Мелч-Им идет рядом со мной, придерживаясь рукой за стремя. Я расспрашиваю его о язгулонцах.
Шесть кишлаков в Язгулоне. Шесть ячменных полей на весь Язгулон. Кроме ячменя, земля не родит ничего. Травы много, а зерно не вырастает: темно. Есть, впрочем, горох и тут — но… где нет гороха и тута! Зато дичи много: и козлов, и медведей, и птицы. Охотой живут язгулонцы: мастера на дичь.
— Опять дыра каменная будет! — хмурится Гассан. — Э, скучно без солнца!
Но пока — на спуске — светло и солнечно. Зеленеет внизу разбросавшийся по холмистому откосу ореховый лес. Тропа выровнялась. Горцы идут почти бегом; мы едва поспеваем за ними мелкой, тряскою рысью.
Въезжаем под деревья. Старые, толстые, драгоценным ореховым наплывом обросшие стволы. Лес густой; сплелись кронами, скрещивая сучья, деревья. Буйной зарослью покрывает им корни молодняк.
Щелкает по стволу ружья сброшенный с дерева тяжелый орех. Поднимаем глаза: на суку, сквозь листву, темная косматая туша.
— Медведь! — кричит проводник.
Я снимаю винтовку с плеча. И в тот же миг между веток поднимается во весь рост, дыбком, горный медведь. Весь взъерошенный, буро-черный; только на колыхающемся втянутом брюхе белеет длинная лысина. Он взмахивает передними лапами, приседая и приплясывая, наклоняет тупорылую, смешную головенку и вдруг — как заревет, отчаянным, надрывным, подлинно благим матом.
— Испугался, — любовно улыбаются горцы.
Горестно, навзрыд ревет медведь. Отозвался другой, совсем близко. Глянул я: кругом, по деревьям, второй, третий… пять… шесть таких же маленьких тупоносых медведей: бегут, как полоумные, по сучьям, сбивая спелые орехи. Вылезают из листвы на самый вид. И все смотрят на нас: вот-вот заревут и они.
— А ну-ка, детки:
Словно поняли: все — в голос. Смеясь, забрасываю винтовку за плечи — где тут стрелять! Кушайте себе орехи на здоровье, рёвы!
Едем дальше. Медведи вперегонку бегут за нами по ветвям, с дерева на дерево, загибают голову — засматривают. А навстречу ревут — новые, мешками падают со стволов.
Сколько их тут!
— Он так и называется — «Медвежий лес», таксыр. Со всей округи сходятся сюда медведи за орехами; дерутся за них с язгулонцами — гоняют ихних ребят…
Ближайший кишлак — Яр-Газан — верстах в трех от леса. Стоит на юру — далеко видно. И когда мы подъезжаем к околице, все население высыпает навстречу.
Дети голые, без опоясок даже. Мужчины в звериных шкурах — медвежьих, турьих: босоногие. Открыты широкие плечи, волосатые высокие груди. Головы не бриты: курчавятся черными волосами. Старики — с длинными по пояс белыми бородами, опираются на кривые высокие посохи: подлинные библейские патриархи. Тип — чисто, беспримесно еврейский: и глаза, и нос, и овал лица, и особенно уши… А в довершение сходства из-под обрывков ткани или меха, прикрывающих голову, вьются около уха длинные пейсы. Как забросило в эту глухую расселину евреев?
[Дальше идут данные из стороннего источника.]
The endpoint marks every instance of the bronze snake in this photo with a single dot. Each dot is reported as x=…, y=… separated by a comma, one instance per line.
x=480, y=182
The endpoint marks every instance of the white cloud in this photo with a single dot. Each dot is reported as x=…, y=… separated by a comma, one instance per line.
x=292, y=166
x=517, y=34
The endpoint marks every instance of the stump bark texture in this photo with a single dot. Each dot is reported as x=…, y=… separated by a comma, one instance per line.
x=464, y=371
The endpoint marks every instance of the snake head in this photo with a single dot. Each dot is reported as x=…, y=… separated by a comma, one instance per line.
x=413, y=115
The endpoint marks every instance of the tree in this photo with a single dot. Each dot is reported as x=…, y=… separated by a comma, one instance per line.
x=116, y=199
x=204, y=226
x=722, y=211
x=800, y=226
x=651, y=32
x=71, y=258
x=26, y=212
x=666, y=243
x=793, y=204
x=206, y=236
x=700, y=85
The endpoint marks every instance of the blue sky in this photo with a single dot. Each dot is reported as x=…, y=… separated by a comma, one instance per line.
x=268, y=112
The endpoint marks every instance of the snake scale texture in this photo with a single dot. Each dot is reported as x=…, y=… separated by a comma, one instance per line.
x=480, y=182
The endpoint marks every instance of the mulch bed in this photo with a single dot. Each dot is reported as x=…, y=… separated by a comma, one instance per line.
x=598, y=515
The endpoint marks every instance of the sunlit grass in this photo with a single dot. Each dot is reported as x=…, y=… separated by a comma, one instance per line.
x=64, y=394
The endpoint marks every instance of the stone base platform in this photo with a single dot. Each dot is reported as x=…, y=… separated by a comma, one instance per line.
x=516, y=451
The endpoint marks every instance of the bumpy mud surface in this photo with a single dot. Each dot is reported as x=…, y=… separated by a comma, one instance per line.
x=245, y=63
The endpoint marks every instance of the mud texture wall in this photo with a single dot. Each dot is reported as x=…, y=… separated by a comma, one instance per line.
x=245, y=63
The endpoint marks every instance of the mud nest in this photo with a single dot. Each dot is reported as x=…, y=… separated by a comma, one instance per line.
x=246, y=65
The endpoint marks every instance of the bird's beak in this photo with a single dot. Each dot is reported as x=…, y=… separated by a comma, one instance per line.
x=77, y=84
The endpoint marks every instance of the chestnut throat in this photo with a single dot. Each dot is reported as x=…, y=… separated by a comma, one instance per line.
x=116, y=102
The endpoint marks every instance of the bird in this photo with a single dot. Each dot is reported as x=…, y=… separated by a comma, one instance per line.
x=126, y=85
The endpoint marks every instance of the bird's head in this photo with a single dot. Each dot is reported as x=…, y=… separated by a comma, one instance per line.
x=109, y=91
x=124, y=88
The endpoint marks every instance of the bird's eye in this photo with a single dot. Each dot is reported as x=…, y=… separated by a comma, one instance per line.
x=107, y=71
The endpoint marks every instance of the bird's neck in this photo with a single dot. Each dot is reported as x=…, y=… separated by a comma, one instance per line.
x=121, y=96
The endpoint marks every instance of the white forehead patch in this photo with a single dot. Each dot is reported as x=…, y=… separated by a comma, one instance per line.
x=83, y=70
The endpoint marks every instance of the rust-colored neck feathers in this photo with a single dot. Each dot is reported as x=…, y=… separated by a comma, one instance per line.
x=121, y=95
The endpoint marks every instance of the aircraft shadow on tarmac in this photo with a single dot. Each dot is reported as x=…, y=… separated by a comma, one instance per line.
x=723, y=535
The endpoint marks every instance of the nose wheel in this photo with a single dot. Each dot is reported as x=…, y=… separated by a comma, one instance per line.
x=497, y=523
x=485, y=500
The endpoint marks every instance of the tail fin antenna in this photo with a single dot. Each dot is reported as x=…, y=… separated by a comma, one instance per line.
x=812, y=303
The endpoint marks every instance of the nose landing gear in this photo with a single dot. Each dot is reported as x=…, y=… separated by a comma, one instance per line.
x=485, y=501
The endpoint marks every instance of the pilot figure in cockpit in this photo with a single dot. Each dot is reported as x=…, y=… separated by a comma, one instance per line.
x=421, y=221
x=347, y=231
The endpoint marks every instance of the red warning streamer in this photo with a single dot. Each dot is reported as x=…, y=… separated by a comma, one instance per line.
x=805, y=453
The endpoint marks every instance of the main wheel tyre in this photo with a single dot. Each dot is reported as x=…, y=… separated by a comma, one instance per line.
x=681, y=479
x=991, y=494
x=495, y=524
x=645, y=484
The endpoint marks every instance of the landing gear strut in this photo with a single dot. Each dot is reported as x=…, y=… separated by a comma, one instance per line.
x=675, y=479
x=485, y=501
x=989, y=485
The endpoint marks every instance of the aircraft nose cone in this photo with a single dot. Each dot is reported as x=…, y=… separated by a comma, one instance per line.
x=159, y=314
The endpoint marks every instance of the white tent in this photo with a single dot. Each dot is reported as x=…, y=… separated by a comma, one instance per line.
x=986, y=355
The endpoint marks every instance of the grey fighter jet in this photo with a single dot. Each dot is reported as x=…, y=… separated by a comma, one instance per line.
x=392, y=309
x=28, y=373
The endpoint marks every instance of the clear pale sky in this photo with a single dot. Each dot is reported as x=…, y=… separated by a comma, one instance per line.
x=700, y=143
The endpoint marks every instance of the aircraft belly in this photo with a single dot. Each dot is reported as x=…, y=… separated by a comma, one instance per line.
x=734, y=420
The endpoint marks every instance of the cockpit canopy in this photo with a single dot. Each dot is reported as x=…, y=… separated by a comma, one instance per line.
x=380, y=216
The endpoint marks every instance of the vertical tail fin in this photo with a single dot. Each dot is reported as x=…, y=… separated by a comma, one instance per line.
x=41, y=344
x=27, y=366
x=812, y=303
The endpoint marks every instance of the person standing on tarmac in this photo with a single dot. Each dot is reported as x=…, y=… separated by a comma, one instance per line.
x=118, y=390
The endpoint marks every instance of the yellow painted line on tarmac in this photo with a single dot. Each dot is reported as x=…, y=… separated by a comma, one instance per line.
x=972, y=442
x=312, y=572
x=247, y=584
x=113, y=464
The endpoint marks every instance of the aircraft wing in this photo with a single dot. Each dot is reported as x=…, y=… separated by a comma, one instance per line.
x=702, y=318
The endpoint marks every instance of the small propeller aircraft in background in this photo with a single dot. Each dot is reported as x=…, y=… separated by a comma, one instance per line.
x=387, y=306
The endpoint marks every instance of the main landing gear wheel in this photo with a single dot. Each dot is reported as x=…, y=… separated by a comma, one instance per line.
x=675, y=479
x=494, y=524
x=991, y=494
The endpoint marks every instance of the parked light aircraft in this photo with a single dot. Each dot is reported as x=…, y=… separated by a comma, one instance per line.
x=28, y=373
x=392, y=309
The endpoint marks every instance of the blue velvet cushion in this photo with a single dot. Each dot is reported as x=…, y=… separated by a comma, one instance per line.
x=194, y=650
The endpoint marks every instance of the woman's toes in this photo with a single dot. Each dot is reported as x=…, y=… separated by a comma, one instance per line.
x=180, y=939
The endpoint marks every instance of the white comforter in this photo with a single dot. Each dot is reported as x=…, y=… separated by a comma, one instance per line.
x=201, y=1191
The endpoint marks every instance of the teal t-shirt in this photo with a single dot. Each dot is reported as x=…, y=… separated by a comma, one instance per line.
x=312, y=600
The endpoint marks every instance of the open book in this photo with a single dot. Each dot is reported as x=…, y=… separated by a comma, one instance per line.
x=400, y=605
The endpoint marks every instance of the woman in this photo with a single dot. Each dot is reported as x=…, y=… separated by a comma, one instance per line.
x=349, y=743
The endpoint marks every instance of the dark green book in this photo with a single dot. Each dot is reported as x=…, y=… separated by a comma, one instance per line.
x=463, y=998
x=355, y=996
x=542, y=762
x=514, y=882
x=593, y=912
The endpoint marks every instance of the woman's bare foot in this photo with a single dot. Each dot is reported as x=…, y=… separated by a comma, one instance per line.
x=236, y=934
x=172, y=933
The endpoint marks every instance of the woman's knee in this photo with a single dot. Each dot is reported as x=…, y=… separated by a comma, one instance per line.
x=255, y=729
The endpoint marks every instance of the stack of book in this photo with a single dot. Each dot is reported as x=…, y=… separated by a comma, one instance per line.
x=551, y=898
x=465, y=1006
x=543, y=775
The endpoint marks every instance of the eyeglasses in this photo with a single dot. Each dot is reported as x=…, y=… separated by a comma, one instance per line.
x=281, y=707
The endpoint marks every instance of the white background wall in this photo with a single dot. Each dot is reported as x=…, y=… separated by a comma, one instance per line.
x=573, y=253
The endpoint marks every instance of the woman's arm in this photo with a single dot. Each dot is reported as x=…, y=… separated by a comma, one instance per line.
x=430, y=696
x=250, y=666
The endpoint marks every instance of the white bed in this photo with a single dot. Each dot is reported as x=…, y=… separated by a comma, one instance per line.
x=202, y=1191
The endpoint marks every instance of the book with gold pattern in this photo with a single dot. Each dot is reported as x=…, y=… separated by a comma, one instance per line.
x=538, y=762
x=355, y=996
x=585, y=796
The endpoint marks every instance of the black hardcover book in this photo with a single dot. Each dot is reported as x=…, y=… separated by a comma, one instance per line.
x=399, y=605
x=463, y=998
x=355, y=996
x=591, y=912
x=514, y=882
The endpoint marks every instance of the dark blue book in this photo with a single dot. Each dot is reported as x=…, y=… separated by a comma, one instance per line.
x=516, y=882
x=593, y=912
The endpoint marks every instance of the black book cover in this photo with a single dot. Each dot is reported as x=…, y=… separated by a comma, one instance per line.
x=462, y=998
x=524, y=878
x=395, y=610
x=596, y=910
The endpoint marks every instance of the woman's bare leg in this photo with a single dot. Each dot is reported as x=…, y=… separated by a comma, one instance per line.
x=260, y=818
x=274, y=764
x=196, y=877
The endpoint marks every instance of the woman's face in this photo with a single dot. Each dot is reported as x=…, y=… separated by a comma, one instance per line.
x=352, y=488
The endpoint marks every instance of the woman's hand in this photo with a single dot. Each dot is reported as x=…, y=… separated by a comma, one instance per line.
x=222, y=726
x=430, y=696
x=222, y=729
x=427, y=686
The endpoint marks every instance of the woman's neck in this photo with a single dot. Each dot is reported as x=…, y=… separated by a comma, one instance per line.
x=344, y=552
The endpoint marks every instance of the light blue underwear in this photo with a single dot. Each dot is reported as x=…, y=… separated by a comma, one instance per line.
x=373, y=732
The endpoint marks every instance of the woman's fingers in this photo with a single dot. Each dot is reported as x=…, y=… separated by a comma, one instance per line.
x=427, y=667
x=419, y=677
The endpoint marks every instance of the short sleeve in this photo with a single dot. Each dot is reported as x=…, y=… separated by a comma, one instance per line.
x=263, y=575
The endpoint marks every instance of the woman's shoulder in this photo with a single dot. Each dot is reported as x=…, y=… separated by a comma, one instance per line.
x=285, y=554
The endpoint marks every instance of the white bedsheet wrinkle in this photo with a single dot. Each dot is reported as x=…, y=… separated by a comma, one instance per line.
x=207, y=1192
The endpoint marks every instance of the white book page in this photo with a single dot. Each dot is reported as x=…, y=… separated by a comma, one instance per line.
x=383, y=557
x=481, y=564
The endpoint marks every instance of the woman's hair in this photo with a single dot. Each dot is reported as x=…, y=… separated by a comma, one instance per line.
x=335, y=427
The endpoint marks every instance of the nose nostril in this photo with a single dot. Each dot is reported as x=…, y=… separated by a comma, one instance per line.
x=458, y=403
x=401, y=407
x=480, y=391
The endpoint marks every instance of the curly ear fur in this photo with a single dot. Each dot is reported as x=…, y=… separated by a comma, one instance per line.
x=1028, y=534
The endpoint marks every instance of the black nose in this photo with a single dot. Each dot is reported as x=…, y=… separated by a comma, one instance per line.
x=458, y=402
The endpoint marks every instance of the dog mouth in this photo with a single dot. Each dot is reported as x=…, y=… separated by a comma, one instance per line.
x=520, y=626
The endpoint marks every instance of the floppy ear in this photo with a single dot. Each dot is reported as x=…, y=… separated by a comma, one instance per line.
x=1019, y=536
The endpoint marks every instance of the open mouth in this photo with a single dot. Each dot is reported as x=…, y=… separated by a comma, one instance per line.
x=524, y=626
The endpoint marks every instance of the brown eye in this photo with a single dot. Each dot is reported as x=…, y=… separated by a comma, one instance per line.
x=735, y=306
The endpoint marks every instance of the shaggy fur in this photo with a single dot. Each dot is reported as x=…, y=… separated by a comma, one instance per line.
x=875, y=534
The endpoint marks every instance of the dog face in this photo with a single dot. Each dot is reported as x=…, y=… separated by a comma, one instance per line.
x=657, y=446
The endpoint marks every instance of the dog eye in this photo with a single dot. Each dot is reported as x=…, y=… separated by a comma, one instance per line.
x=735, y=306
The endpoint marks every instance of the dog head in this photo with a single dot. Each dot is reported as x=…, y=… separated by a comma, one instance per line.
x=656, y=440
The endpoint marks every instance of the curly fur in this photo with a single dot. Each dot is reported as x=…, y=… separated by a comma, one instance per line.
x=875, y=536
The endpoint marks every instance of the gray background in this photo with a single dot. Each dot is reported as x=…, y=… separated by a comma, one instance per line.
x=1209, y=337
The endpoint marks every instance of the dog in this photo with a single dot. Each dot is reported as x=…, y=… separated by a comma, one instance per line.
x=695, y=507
— Какое племя, Гассан? — спрашиваю я, на проверку.
— Джюгуд — еврей! — не задумываясь, отвечает джигит. И сплевывает с досадой. — Дорога! Ушли от заразы — пришли к нечисти: от болезни — в грязь.
Как все туземцы-горожане Туркестана, Гассан отчаянный антисемит. Ведь в городах Средней Азии еврей не почитается за человека и одежда его особая — рабья, с отметкой, и верхом ездить он не смеет, и за убийство еврея не отвечает, по бухарскому суду, мусульманин.